The Dow Jones Industrial Average fell over 250 points on Monday as weak guidance from chipmaker Nvidia and weaker-than-expected fourth quarter earnings from Caterpillar dragged down the markets early.
Shares of Caterpillar fell over 8 percent as earnings of $2.55 per share were less than the $2.99 per share expected by analysts surveyed by Refinitiv. Caterpillar said sales in its Asia/Pacific region were weaker due to lesser demand in China.
Nvidia fell over 13 percent after it cut its fourth quarter revenue guidance to $2.2 billion from $2.7 billion. Nvidia cited “deteriorating macroeconomic conditions, particularly in China,” as a major factor in its weaker guidance..
It was reported last week that China’s economy grew at a rate of 6.6 percent last year based on numbers coming out of China’s government. The figure was in line with analyst expectations, but represented its slowest pace of growth in almost 30 years.

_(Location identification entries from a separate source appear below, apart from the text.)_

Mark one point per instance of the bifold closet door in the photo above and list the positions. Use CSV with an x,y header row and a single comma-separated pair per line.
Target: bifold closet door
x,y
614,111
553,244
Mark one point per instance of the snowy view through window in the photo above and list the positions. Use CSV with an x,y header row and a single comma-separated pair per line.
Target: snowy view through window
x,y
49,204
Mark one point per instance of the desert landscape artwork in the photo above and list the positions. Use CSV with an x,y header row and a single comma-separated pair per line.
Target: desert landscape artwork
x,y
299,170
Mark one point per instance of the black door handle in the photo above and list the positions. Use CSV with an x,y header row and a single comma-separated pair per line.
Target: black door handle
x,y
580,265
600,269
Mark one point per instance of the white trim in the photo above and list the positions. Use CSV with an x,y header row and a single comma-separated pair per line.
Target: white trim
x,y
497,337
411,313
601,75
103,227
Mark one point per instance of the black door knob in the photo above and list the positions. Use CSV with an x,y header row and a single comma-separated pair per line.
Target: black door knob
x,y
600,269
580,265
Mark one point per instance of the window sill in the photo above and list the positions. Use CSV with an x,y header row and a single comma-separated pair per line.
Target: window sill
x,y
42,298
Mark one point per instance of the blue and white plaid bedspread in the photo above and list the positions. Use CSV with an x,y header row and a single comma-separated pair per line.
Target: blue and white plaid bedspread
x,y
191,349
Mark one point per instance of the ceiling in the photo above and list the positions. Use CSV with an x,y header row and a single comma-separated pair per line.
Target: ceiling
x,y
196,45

“The one thing with China is it’s not a made-up story. It’s not like companies are blaming just the Fed or the weather,” said Quincy Krosby, chief market strategist at Prudential Financial. “As we go through the week, if this becomes a theme in many different sectors, it’s going to lend urgency to the idea that the global economy is slowing and the need for more stimulus.”

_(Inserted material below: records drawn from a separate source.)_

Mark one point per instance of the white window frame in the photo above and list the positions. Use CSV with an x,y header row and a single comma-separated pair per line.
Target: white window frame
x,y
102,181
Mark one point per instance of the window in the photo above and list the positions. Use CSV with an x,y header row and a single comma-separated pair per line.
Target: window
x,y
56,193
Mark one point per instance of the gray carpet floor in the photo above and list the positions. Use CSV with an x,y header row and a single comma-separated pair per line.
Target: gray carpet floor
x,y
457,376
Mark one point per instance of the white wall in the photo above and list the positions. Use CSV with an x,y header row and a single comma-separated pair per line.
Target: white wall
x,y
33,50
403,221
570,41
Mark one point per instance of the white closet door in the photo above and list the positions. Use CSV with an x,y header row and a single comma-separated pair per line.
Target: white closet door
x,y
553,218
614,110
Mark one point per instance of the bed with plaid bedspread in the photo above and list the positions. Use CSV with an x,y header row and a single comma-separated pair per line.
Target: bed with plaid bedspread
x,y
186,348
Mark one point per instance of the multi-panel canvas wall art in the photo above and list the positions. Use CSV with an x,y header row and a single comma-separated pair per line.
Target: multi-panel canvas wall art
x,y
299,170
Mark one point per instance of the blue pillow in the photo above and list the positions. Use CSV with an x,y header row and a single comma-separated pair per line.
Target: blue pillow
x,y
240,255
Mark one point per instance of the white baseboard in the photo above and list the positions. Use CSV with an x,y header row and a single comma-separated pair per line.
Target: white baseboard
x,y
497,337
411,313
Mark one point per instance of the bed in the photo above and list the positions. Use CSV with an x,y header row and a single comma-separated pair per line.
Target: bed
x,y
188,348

Global Growth Forecast Cut by IMF
Last week, fears of a global economic slowdown were stoked on Monday when the International Monetary Fund trimmed its growth expectations to 3.5 percent from 3.7 percent. Global growth outlook for 2020 was also cut to 3.6 percent from 3.7 percent.

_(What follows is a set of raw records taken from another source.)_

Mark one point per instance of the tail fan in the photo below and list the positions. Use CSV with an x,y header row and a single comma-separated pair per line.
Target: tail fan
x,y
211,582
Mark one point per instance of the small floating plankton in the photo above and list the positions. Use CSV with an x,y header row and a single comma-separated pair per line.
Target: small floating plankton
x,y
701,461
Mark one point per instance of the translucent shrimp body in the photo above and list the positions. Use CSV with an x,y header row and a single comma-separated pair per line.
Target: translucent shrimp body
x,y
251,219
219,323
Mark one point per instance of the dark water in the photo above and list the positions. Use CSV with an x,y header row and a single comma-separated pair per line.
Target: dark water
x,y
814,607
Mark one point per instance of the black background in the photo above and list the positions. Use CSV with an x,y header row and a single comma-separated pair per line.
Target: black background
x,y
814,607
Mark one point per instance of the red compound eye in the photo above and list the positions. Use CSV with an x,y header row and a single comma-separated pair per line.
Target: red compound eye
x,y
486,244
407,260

The slower growth expectations in China once again came to the forefront.
“Reports last week showed that China’s economy grew at the slowest pace in nearly three decades in 2018,” said Bruce Bittles, chief investment strategist at Baird. “In order for the market to continue on an upward path, investors will need to feel more positive that trade worries are on the decline and global growth concerns are abating.”